# Black/cherry rub through kitchen



## Rcon (Nov 19, 2009)

Posted some pics of this on facebook a while back, but went back the other day to meet the installer who was finally putting up the new crown moldings (been delay after delay with this one as we waited for the new appliances to arrive). This is the first kitchen i've had to make custom appliance panels for (refrigerator and dishwasher), and they turned out pretty sweet looking if I do say so myself! We raised the box above the refrigerator so they could install the new one, and changed the crown from a single-layer 1/4 radius to a 3 layer bullnose.

These are the before pictures:


----------



## Rcon (Nov 19, 2009)

These are the afters (not all the crown was finished being installed when I took these)


----------



## PatsPainting (Mar 4, 2010)

Incredible as always. 

Pat


----------



## StripandCaulk (Dec 30, 2011)

Alec,

What products did you use for the finish? MLC?

Looks Great!


----------



## kdpaint (Aug 14, 2010)

Wow! Elegant. Great work.


----------



## Wolfgang (Nov 16, 2008)

Now that just blows me away. Fantastic!


----------



## Rcon (Nov 19, 2009)

StripandCaulk said:


> What products did you use for the finish? MLC?
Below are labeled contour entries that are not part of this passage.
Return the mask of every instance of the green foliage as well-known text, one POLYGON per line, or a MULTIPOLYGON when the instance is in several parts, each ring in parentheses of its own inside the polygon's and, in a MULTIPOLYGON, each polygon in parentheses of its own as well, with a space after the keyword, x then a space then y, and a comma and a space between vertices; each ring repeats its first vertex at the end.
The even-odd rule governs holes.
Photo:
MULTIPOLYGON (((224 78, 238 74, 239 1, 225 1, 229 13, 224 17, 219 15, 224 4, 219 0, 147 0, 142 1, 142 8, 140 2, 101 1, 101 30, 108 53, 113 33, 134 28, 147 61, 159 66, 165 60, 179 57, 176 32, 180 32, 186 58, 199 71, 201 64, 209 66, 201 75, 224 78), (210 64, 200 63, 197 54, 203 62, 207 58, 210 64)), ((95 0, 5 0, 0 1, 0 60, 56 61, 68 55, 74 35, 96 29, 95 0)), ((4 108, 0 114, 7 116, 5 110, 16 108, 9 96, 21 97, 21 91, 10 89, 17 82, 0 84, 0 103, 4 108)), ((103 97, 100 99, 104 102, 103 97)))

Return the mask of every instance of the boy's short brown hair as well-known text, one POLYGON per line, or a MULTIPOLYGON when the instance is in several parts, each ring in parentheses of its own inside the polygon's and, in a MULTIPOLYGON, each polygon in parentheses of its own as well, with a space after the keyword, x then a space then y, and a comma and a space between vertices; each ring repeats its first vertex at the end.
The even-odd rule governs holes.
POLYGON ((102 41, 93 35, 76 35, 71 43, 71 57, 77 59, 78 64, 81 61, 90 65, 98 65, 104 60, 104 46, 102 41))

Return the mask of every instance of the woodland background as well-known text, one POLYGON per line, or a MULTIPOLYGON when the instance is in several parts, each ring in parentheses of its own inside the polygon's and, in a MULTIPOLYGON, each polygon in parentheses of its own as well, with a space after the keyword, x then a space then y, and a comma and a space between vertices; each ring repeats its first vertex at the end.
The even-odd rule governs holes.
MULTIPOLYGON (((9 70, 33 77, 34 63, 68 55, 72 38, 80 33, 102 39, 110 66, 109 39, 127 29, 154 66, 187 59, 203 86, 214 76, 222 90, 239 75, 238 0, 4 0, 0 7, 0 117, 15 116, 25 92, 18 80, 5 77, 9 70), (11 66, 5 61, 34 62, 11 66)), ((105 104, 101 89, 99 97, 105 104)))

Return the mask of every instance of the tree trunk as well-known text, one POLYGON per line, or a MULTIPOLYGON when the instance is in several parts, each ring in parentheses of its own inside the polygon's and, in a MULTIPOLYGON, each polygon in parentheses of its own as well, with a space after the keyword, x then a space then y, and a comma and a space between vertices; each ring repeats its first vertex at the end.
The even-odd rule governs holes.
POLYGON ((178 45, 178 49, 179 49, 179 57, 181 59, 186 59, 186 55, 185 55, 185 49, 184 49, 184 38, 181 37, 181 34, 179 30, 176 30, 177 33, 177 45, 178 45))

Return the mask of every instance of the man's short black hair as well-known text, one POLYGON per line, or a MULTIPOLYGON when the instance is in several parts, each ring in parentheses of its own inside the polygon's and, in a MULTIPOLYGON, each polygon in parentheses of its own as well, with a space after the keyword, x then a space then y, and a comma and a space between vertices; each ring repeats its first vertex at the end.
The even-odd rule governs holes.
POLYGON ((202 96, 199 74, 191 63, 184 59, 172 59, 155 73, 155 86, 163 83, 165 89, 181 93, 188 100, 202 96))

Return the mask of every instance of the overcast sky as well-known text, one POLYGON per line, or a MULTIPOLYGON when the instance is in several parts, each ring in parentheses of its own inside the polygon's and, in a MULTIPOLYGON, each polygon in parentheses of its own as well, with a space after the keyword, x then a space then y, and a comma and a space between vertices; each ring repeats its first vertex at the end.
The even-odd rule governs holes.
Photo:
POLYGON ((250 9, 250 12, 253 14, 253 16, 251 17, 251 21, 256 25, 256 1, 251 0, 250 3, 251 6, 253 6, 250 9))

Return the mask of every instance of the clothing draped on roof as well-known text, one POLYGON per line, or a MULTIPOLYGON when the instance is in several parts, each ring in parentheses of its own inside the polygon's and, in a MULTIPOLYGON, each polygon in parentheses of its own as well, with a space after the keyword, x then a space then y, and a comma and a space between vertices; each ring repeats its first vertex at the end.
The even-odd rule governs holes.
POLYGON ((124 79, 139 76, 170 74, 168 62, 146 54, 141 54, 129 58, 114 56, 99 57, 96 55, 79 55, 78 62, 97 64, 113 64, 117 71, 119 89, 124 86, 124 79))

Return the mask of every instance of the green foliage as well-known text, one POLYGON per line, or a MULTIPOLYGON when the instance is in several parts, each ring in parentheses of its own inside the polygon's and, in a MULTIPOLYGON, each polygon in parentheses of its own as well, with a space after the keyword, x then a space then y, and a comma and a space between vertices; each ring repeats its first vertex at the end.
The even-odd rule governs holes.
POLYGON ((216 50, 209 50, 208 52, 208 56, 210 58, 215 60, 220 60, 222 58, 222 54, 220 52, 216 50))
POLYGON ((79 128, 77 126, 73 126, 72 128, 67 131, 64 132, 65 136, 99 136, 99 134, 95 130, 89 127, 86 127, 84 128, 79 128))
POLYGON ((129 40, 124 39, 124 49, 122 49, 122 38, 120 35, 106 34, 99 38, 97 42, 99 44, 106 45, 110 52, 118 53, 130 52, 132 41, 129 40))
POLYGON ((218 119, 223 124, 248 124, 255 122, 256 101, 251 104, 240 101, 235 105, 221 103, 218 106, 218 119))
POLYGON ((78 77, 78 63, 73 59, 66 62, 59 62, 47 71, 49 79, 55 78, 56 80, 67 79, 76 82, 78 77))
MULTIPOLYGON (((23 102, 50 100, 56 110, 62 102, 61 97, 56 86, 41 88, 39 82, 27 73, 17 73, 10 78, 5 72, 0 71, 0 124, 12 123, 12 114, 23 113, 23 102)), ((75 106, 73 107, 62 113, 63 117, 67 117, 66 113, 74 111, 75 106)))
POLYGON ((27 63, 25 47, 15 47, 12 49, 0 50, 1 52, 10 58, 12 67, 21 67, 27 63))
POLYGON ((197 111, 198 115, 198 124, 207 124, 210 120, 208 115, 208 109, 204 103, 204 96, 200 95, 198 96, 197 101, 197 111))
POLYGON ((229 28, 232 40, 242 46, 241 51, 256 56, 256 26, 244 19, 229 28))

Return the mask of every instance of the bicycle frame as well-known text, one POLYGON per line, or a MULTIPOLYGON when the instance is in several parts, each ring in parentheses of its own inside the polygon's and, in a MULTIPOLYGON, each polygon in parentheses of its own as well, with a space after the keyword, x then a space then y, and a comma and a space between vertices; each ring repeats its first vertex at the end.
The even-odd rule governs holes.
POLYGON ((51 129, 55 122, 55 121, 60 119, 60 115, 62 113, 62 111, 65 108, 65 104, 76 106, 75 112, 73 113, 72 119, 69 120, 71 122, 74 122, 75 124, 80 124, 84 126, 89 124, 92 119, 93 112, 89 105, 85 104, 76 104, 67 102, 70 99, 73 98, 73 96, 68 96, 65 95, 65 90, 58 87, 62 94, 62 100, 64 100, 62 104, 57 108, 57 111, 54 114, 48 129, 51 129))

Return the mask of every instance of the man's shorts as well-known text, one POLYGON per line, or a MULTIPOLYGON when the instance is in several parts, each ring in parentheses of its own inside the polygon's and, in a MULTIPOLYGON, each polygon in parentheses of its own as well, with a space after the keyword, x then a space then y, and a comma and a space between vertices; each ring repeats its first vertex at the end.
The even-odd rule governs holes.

You bet! Clawlock, Envirovar and Rich Cherry Woodsong II.


----------



## nEighter (Nov 14, 2008)

I would like to know how to do this. I constantly see finished like this in all the upper homes, am asked how it is done.. I tell them I can tell they how their house is framed.. but don't have a clue what they have used. I want all my wood work done in this manner.

Nice job Bud!


----------



## Rbriggs82 (Jul 9, 2012)

That is awesome!


----------



## Rbriggs82 (Jul 9, 2012)

That looks insane! Nice work.


----------



## Rbriggs82 (Jul 9, 2012)

I didn't mean to write 2 things, guess I got a little excited lol


----------



## Workaholic (Apr 17, 2007)

Awesome Alec.:notworthy:


----------



## Wolfgang (Nov 16, 2008)

I did a Grand piano for a client that was the black cherry rub through. The wood was completely stripped down, hit with a red alcohol dye and then dry-brushed black stain over it. 6 double coats of high gloss pre-cat and it looked fantastic. Got to do part of it again about 2 weeks later. Movers dropped it in the house entry way.

Have to say though, that is one of the nicest transformations I've seen when it comes to kitchen cabinets. Wish the pics showed more of the red coming through.


----------



## scottjr (Jan 14, 2012)

Looks awesome!!!


----------



## mudbone (Dec 26, 2011)

Black Beauty!:thumbsup:


----------



## Paint and Hammer (Feb 26, 2008)

Top Canadian Work!! :thumbsup:


----------